What is Restructuring?

Restructuring is the product group in the investment bank responsible for dealing with stressed, distressed and bankrupt debtors. Almost always, this means corporate debt, but every so often governments can go bankrupt (from the municipal level, to entire countries).

Restructuring is an advisory group that will advise stakeholders on both sides of the bankruptcy, both the distressed borrower side and the creditor side. However, the bank will only represent one side of the group because there are often conflicting interests. The debtor will look for outcomes that will maximize the equity holders and the lenders/banks may not have the same objective.

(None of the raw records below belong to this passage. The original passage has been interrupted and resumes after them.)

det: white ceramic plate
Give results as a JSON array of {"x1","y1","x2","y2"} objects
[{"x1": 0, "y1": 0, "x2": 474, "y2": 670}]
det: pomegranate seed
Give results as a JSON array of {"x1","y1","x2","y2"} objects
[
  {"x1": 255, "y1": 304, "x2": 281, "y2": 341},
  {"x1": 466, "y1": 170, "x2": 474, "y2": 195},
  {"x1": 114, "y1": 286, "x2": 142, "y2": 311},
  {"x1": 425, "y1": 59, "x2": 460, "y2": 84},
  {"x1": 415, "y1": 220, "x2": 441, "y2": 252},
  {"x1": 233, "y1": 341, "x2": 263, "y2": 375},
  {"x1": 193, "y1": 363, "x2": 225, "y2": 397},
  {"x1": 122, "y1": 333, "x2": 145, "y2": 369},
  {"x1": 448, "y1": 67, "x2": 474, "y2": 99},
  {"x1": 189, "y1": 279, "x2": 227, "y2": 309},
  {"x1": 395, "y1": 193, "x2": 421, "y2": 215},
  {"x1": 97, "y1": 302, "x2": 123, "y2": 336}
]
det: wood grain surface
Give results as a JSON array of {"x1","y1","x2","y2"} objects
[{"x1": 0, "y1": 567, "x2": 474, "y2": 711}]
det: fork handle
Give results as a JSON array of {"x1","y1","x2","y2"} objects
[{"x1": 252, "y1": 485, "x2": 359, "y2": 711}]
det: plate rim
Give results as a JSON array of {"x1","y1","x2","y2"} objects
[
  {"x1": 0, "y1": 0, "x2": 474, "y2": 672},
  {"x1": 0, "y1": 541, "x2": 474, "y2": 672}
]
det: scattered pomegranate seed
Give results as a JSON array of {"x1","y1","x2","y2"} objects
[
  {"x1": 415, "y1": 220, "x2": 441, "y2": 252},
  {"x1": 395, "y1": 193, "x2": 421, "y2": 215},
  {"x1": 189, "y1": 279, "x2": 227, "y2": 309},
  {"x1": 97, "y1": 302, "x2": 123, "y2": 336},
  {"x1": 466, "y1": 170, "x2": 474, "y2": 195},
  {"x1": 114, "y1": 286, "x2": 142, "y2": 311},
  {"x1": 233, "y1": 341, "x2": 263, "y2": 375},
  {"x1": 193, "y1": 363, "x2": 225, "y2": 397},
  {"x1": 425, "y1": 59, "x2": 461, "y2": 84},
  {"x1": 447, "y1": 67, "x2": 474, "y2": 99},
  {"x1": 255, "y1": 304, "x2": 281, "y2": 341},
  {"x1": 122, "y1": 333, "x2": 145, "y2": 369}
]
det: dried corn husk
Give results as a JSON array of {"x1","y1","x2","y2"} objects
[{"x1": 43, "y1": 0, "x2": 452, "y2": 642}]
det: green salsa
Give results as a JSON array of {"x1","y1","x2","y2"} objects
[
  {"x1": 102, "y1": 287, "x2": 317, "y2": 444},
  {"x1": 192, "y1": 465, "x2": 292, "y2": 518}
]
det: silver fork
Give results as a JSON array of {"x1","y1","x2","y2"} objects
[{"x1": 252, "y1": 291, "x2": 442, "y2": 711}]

Investment banks are retained in restructuring for the purpose of walking the stakeholders through their options and the steps that are needed to take in order to maximize value. Additionally, work can include renegotiating with banks and lenders to relieve terms where the debt may be too crippling in exchange for equity, debt-equity swaps, and new management incentive plans.

Restructuring Groups at Investment Banks

When restructuring is offered by an investment bank, it is usually classified as a product group alongside M&A and sometimes it is included within the mergers & acquisitions practice. Restructuring does not exist at every bank and is mostly missing from Bulge Brackets as well as large domestic banks. Therefore, the restructuring group is dominated by elite boutique banks, with Houlihan Lokey dominating the creditor side while the debtor side is covered by many different firms.

Exit Opportunities and Compensation

Compensation is high compared to other groups and is additionally counter-cyclical (when the economy is contracting, restructuring is highly needed). For junior staff (analysts and associates), they receive salaries up to $230,000 after bonuses. These larger salaries are earned typically because restructuring groups are known to be “constant sweatshops and no one is ever in a good mood.”

Exit opportunities are very niche, but also lucrative for junior investment bankers. The most obvious choice is a distressed debt fund. However, there are plenty of credit-related jobs at hedge funds and private equity firms that are willing to pay for someone who’s experienced being in a restructuring group.

Sample Restructuring Interview Question

If a company’s EV is $300 million and it has $400 million in debt outstanding, what is the equity value?

Equity value is $0 and the debt is simply trading at 75 cents per dollar. Equity value does not become negative because shareholders hold zero liability and therefore could walk away.